Challenge Idea: Reduce Your Stress

October 2-8 is Mental Illness Awareness Week. In observance of this year’s event, challenge your department to reduce their stress levels this month. Every job can cause stress; however, firefighting takes stress to a new level. Each time you get called out to an emergency, you are expected to drop everything to serve your community. This means possibly missing out on family gatherings and other important events in your life, as well as risking your physical and mental health.

According to American Psychological Association (APA), poorly managed stress can contribute to obesity, increased blood pressure, and increased risk of heart disease. Hobbies and sports can provide a nice distraction from stress and relieve tension; having down-time is important. When it comes to effectively managing stress, recreation is just as important as household chores or bills, says the University of Maryland Medical Center.

This October, do something for YOU to clear your mind for at least 20 minutes a day. Whether it’s picking up a new hobby or sport, taking your dog for a walk, reading a book outside on a nice day, or going for a run on a treadmill, the point is to clear your mind while doing something you enjoy and getting your mind off of your stressors. You’ve completed the challenge if you take 20 minutes of relaxation time each day for at least 21 days this month.

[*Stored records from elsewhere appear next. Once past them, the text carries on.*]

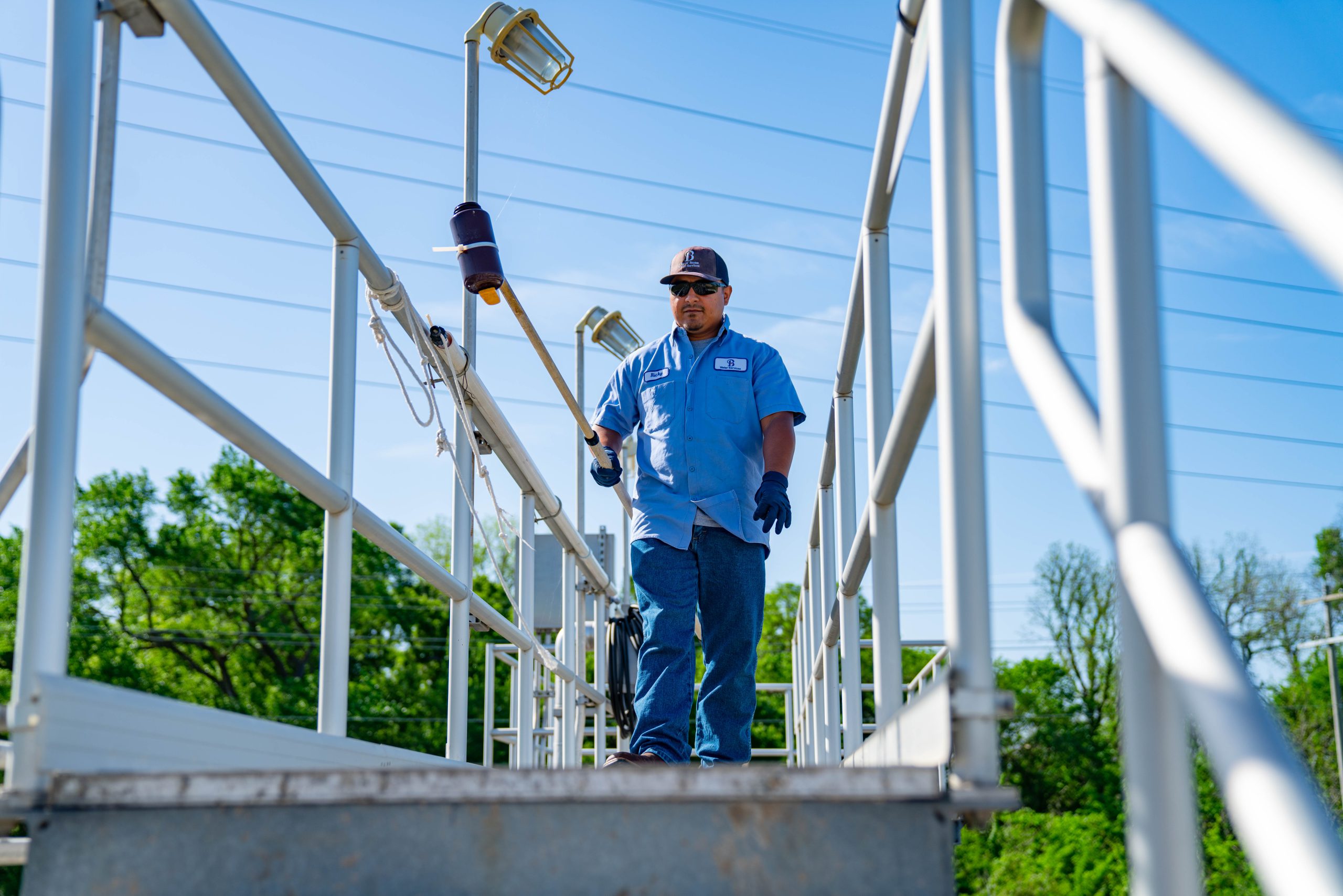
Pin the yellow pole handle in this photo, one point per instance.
(511, 297)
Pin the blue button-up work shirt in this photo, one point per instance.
(700, 441)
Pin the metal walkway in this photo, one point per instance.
(119, 787)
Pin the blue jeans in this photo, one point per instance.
(724, 577)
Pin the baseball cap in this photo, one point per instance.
(699, 261)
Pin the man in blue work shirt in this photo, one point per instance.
(715, 411)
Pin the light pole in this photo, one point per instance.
(612, 332)
(523, 45)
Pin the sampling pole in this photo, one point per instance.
(589, 435)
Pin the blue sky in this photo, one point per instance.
(744, 126)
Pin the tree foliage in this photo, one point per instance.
(1063, 751)
(211, 593)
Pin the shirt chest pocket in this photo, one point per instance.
(660, 408)
(731, 398)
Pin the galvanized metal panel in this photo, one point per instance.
(672, 784)
(731, 832)
(918, 735)
(547, 597)
(88, 727)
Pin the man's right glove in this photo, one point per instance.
(773, 503)
(605, 476)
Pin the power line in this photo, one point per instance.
(821, 380)
(571, 84)
(415, 261)
(648, 101)
(700, 233)
(428, 142)
(926, 448)
(761, 23)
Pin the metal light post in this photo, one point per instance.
(612, 332)
(520, 42)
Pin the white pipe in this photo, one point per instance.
(488, 756)
(1272, 801)
(100, 212)
(337, 549)
(1291, 173)
(1161, 817)
(155, 367)
(44, 625)
(526, 567)
(961, 428)
(219, 63)
(508, 442)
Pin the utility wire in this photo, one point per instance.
(579, 87)
(440, 265)
(392, 135)
(922, 230)
(1009, 456)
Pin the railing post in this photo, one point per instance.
(886, 588)
(564, 724)
(816, 607)
(602, 609)
(488, 715)
(797, 684)
(829, 594)
(850, 632)
(1164, 847)
(44, 628)
(526, 659)
(464, 489)
(961, 433)
(337, 545)
(805, 656)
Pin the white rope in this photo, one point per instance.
(394, 298)
(385, 339)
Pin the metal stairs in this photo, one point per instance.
(763, 829)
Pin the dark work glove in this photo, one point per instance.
(773, 503)
(605, 476)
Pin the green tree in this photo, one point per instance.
(1259, 601)
(211, 593)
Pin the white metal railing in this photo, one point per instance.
(1178, 664)
(76, 223)
(545, 750)
(828, 680)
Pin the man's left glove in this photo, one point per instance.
(605, 476)
(773, 503)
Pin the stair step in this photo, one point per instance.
(638, 830)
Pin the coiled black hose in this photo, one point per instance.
(624, 638)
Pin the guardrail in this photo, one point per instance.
(71, 312)
(1178, 664)
(543, 731)
(946, 367)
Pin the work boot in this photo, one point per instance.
(634, 760)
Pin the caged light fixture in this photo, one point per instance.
(612, 332)
(524, 45)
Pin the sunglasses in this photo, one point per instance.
(700, 286)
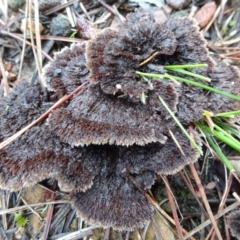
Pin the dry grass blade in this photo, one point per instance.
(222, 203)
(32, 38)
(15, 209)
(205, 201)
(18, 37)
(174, 211)
(24, 43)
(156, 206)
(4, 77)
(56, 105)
(78, 234)
(217, 216)
(37, 32)
(48, 218)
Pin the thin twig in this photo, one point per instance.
(204, 198)
(15, 209)
(173, 208)
(56, 105)
(19, 37)
(217, 216)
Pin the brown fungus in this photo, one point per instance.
(225, 78)
(67, 71)
(118, 116)
(37, 154)
(115, 199)
(114, 56)
(93, 117)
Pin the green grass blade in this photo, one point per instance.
(230, 141)
(228, 114)
(227, 127)
(180, 126)
(197, 84)
(219, 152)
(192, 74)
(171, 67)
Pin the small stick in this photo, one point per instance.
(204, 198)
(18, 37)
(174, 211)
(56, 105)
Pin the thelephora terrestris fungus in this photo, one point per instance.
(109, 141)
(233, 222)
(67, 71)
(37, 154)
(114, 56)
(99, 118)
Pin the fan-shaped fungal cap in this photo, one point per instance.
(37, 154)
(191, 46)
(114, 56)
(233, 221)
(113, 199)
(67, 71)
(93, 117)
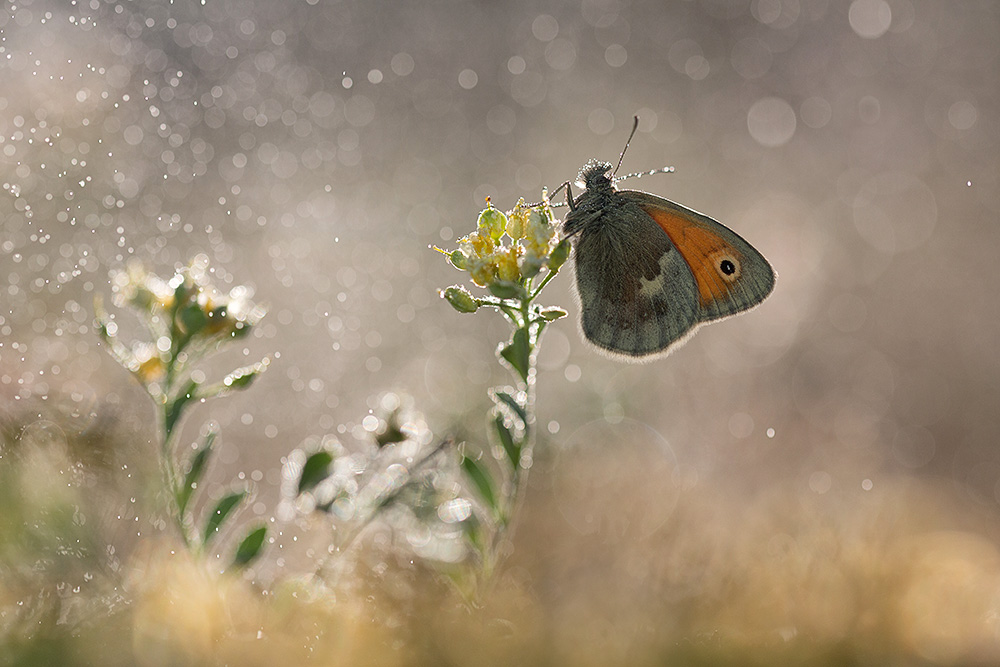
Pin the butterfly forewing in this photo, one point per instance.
(731, 276)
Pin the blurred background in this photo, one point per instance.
(816, 481)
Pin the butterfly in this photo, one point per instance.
(649, 271)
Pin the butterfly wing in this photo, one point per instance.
(730, 275)
(637, 294)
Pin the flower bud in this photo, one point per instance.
(460, 299)
(492, 223)
(458, 260)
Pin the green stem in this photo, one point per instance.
(168, 468)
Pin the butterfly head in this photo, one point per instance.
(597, 175)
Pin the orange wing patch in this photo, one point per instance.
(704, 251)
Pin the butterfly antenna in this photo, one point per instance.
(640, 174)
(635, 126)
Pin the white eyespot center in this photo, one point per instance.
(728, 267)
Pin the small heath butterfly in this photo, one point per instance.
(650, 271)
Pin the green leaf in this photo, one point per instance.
(250, 547)
(480, 478)
(199, 462)
(559, 255)
(192, 319)
(176, 407)
(511, 402)
(517, 353)
(241, 378)
(315, 470)
(506, 289)
(473, 530)
(222, 510)
(507, 440)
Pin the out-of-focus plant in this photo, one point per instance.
(187, 318)
(513, 256)
(395, 472)
(400, 473)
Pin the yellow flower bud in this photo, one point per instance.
(492, 223)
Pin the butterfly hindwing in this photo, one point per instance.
(637, 294)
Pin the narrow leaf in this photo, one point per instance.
(481, 480)
(315, 470)
(176, 407)
(199, 462)
(241, 378)
(511, 402)
(507, 289)
(222, 510)
(507, 440)
(250, 547)
(517, 353)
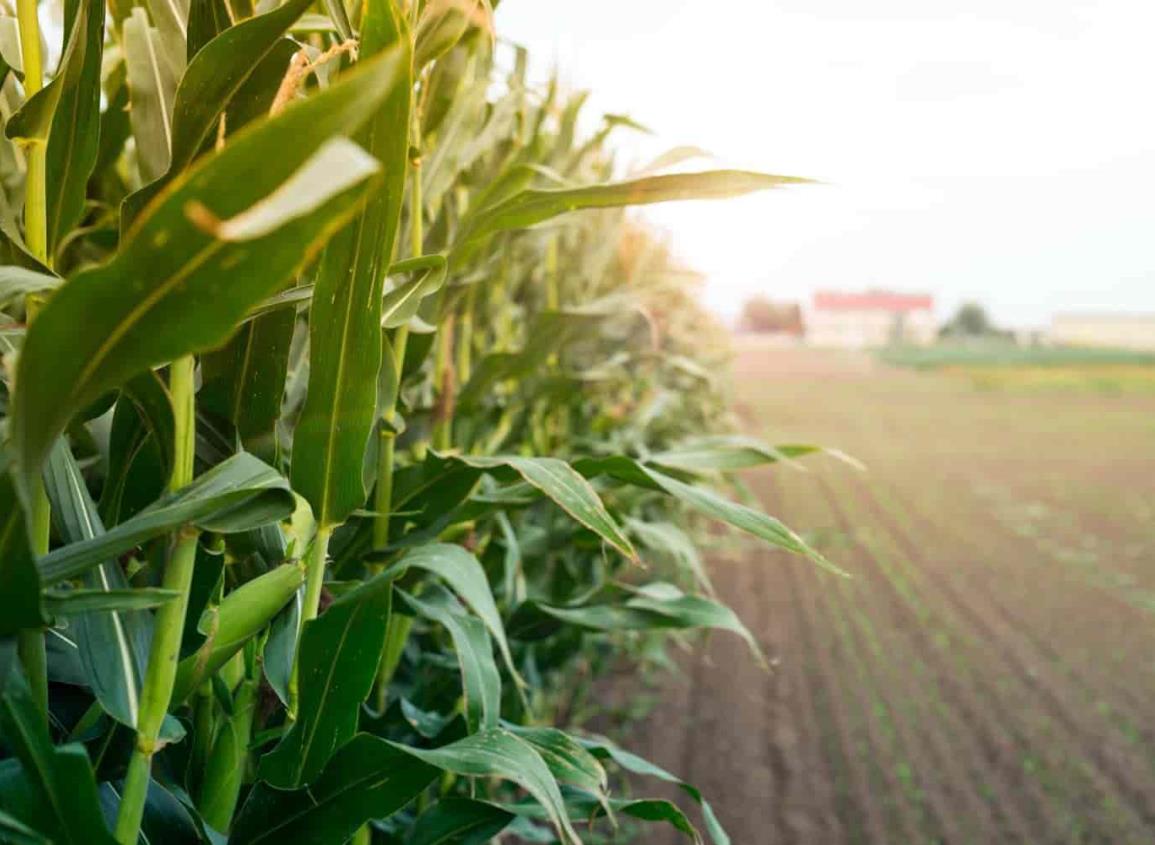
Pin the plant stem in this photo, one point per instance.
(30, 642)
(36, 209)
(170, 618)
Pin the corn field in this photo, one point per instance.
(349, 427)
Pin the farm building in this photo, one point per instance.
(857, 320)
(1107, 330)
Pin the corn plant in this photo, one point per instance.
(337, 445)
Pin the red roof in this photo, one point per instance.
(872, 300)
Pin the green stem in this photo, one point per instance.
(36, 207)
(170, 619)
(314, 581)
(30, 642)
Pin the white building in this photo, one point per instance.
(1104, 330)
(871, 319)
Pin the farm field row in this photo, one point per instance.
(985, 675)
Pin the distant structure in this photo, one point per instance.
(1104, 330)
(765, 316)
(857, 320)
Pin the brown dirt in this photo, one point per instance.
(986, 675)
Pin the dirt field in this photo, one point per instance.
(988, 675)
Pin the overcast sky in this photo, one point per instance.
(998, 150)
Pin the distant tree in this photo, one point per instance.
(971, 320)
(762, 315)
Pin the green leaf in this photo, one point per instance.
(113, 643)
(72, 603)
(459, 821)
(499, 753)
(337, 660)
(464, 575)
(16, 282)
(366, 778)
(135, 308)
(479, 677)
(727, 454)
(631, 762)
(707, 502)
(20, 583)
(241, 615)
(74, 142)
(213, 77)
(153, 77)
(236, 495)
(567, 758)
(16, 832)
(401, 301)
(559, 481)
(244, 381)
(60, 779)
(340, 409)
(531, 207)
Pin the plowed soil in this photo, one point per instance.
(986, 674)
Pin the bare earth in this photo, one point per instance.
(988, 674)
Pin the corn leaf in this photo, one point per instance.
(239, 494)
(213, 77)
(345, 323)
(464, 575)
(459, 821)
(113, 643)
(65, 804)
(366, 778)
(559, 481)
(501, 754)
(136, 307)
(479, 677)
(74, 140)
(531, 207)
(337, 660)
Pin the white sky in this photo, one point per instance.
(999, 150)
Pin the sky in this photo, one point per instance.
(999, 151)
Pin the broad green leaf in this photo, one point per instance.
(340, 409)
(727, 454)
(560, 483)
(531, 207)
(567, 758)
(501, 754)
(135, 308)
(337, 660)
(113, 643)
(705, 501)
(60, 778)
(213, 77)
(464, 575)
(140, 448)
(236, 495)
(20, 583)
(459, 821)
(402, 300)
(153, 77)
(479, 677)
(244, 381)
(16, 282)
(74, 141)
(72, 603)
(241, 615)
(366, 778)
(631, 762)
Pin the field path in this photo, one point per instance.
(988, 674)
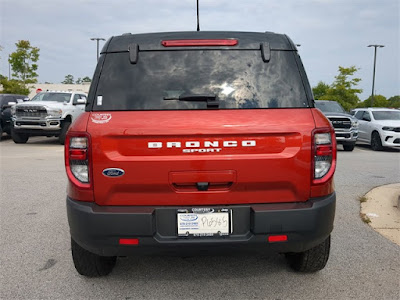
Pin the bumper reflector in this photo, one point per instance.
(277, 238)
(129, 241)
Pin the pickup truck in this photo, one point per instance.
(6, 102)
(346, 126)
(49, 113)
(200, 140)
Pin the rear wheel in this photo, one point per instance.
(348, 147)
(19, 138)
(312, 260)
(90, 264)
(376, 143)
(64, 129)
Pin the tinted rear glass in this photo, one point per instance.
(328, 107)
(238, 78)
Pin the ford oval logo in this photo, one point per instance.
(188, 217)
(113, 172)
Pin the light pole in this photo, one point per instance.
(97, 39)
(373, 76)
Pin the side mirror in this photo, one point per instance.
(79, 101)
(8, 105)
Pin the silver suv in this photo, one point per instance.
(379, 127)
(346, 126)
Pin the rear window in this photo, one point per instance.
(328, 107)
(239, 79)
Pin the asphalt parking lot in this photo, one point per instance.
(36, 259)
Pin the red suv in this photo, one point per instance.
(200, 139)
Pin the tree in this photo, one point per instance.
(320, 89)
(379, 101)
(23, 62)
(394, 101)
(69, 79)
(86, 79)
(13, 86)
(343, 89)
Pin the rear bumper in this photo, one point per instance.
(99, 228)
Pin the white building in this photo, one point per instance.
(84, 87)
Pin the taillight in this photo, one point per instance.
(77, 159)
(324, 155)
(199, 43)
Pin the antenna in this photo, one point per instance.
(198, 22)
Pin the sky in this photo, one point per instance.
(331, 33)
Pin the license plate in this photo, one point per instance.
(204, 222)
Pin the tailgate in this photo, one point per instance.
(203, 157)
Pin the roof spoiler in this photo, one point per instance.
(265, 51)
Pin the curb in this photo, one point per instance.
(381, 210)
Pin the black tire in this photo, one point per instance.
(19, 138)
(312, 260)
(90, 264)
(63, 134)
(348, 147)
(376, 143)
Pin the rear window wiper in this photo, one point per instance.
(209, 98)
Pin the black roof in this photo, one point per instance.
(152, 41)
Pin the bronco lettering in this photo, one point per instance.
(206, 144)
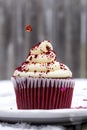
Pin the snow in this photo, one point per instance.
(8, 102)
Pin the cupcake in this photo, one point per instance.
(42, 82)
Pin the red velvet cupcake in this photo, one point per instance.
(42, 82)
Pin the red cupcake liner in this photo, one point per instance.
(42, 93)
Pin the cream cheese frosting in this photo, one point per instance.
(42, 62)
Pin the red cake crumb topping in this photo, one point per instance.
(28, 28)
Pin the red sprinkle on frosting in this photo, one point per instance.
(28, 28)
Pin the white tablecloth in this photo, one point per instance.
(7, 101)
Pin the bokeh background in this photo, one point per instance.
(62, 22)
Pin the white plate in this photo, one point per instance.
(44, 116)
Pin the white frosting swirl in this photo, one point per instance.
(42, 62)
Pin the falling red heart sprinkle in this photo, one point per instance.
(28, 28)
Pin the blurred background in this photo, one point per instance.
(62, 22)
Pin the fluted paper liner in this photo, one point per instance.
(43, 93)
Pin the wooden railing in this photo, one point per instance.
(63, 22)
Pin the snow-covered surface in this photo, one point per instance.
(8, 105)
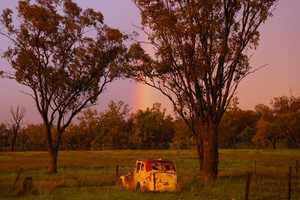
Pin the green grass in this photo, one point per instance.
(91, 174)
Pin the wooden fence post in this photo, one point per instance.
(65, 174)
(27, 185)
(117, 174)
(18, 176)
(290, 184)
(248, 186)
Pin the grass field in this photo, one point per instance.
(91, 175)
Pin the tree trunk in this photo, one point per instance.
(208, 153)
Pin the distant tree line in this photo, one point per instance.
(274, 126)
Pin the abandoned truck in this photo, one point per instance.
(151, 175)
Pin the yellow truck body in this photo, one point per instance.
(151, 175)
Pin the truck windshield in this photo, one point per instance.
(159, 166)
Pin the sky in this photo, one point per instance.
(279, 48)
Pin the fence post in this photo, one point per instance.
(18, 176)
(247, 185)
(65, 174)
(290, 184)
(117, 174)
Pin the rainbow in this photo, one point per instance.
(145, 94)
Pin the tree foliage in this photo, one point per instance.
(65, 55)
(201, 57)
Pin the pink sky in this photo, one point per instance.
(279, 48)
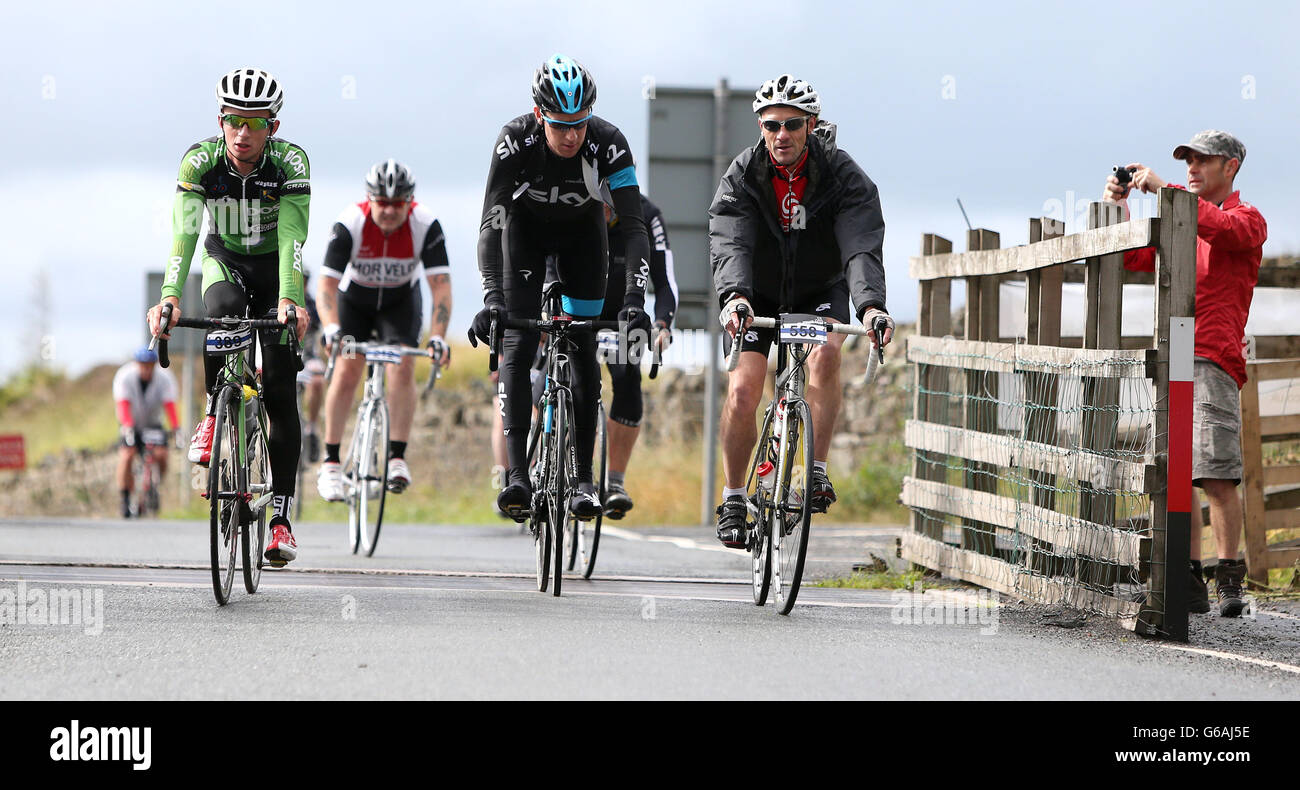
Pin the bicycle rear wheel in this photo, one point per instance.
(759, 503)
(255, 528)
(589, 534)
(793, 513)
(225, 486)
(373, 474)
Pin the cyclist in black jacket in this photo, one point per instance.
(625, 407)
(544, 198)
(796, 226)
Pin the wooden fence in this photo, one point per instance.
(1056, 541)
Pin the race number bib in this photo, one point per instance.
(802, 329)
(606, 346)
(388, 356)
(226, 341)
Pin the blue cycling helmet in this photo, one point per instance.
(563, 86)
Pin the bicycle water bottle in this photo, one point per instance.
(766, 477)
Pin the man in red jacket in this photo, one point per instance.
(1229, 247)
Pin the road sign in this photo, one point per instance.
(690, 144)
(12, 452)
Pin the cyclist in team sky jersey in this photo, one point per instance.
(796, 226)
(142, 391)
(256, 191)
(544, 198)
(371, 282)
(625, 407)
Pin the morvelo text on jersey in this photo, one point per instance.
(263, 213)
(360, 255)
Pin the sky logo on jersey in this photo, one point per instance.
(555, 196)
(173, 272)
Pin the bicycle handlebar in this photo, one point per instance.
(225, 322)
(878, 329)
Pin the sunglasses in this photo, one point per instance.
(789, 124)
(577, 124)
(239, 121)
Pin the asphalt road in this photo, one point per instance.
(449, 612)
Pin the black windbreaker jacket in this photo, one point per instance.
(843, 234)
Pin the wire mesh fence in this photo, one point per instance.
(1039, 464)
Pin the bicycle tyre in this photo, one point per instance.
(559, 491)
(375, 474)
(793, 516)
(761, 555)
(224, 477)
(255, 528)
(593, 534)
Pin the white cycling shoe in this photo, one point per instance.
(399, 476)
(329, 481)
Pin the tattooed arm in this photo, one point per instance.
(440, 289)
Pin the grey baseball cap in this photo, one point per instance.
(1213, 142)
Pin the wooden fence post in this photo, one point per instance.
(982, 324)
(935, 320)
(1252, 481)
(1043, 328)
(1165, 610)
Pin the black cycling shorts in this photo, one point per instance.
(394, 318)
(831, 303)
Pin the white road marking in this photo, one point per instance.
(1233, 656)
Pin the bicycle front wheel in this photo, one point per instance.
(563, 485)
(793, 511)
(225, 489)
(761, 507)
(255, 528)
(372, 474)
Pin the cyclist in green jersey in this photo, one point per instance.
(256, 191)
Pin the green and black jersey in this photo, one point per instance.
(260, 217)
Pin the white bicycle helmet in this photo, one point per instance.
(389, 178)
(788, 91)
(250, 89)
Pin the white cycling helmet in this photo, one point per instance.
(250, 89)
(389, 178)
(788, 91)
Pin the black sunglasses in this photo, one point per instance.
(791, 124)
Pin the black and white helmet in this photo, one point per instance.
(389, 178)
(250, 89)
(788, 91)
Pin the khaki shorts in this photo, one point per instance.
(1216, 424)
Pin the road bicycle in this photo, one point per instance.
(779, 485)
(553, 458)
(239, 484)
(144, 472)
(365, 465)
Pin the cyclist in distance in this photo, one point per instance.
(544, 198)
(256, 191)
(142, 390)
(625, 407)
(371, 283)
(796, 226)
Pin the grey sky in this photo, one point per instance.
(103, 100)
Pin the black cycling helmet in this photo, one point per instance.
(389, 178)
(562, 85)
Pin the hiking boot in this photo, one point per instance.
(616, 502)
(1227, 585)
(732, 528)
(823, 493)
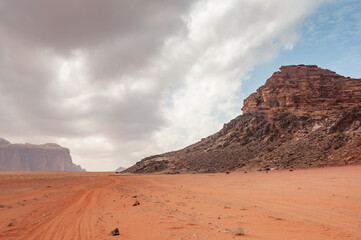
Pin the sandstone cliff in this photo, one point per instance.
(304, 116)
(29, 157)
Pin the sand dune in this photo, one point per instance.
(303, 204)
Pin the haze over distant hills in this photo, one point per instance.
(304, 116)
(30, 157)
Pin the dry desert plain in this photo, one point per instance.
(303, 204)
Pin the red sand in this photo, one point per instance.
(304, 204)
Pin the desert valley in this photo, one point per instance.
(288, 168)
(302, 204)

Tips to help complete your challenge:


  1. If you choose to pick up a hobby, match it to your personality. If you're a detail-oriented person, you might like hobbies that require precision, such as welding or working on cars. If you're more spontaneous and like to make a mess, you could try ceramics, gardening, or photography. If you want to get your heart pumping and want to pick up a new sport, try kayaking, rock climbing, or biking.
  2. Take a class or join a club to meet other people that enjoy your new hobby or sport. Human beings are social animals, and research shows that socializing with others helps release stress.
  3. Make time for your hobby or sport every week and ideally every day. Experts advise meditating for at least 20 minutes a day, so try to do the same to get continuing benefits.
  4. Enjoy the process of learning your new hobby or sport. Many people rush to perfection, but the fun and the healing benefits are in the process. That's when you push anger, anxiety, and everyday worries out of the way.
  5. Don’t be a perfectionist. Give yourself permission to enjoy your hobby without expecting your projects to be masterpieces. If you make it another chore that you have to accomplish perfectly, you'll lose the therapeutic benefits and the fun.
  6. Don’t compare yourself to others. If you're a beginner, let yourself be a beginner. Persevere with your hobby because you love it. You don't even have to finish your projects if you don't want to. The point is to find what makes you happy, and what helps to relieve your stress.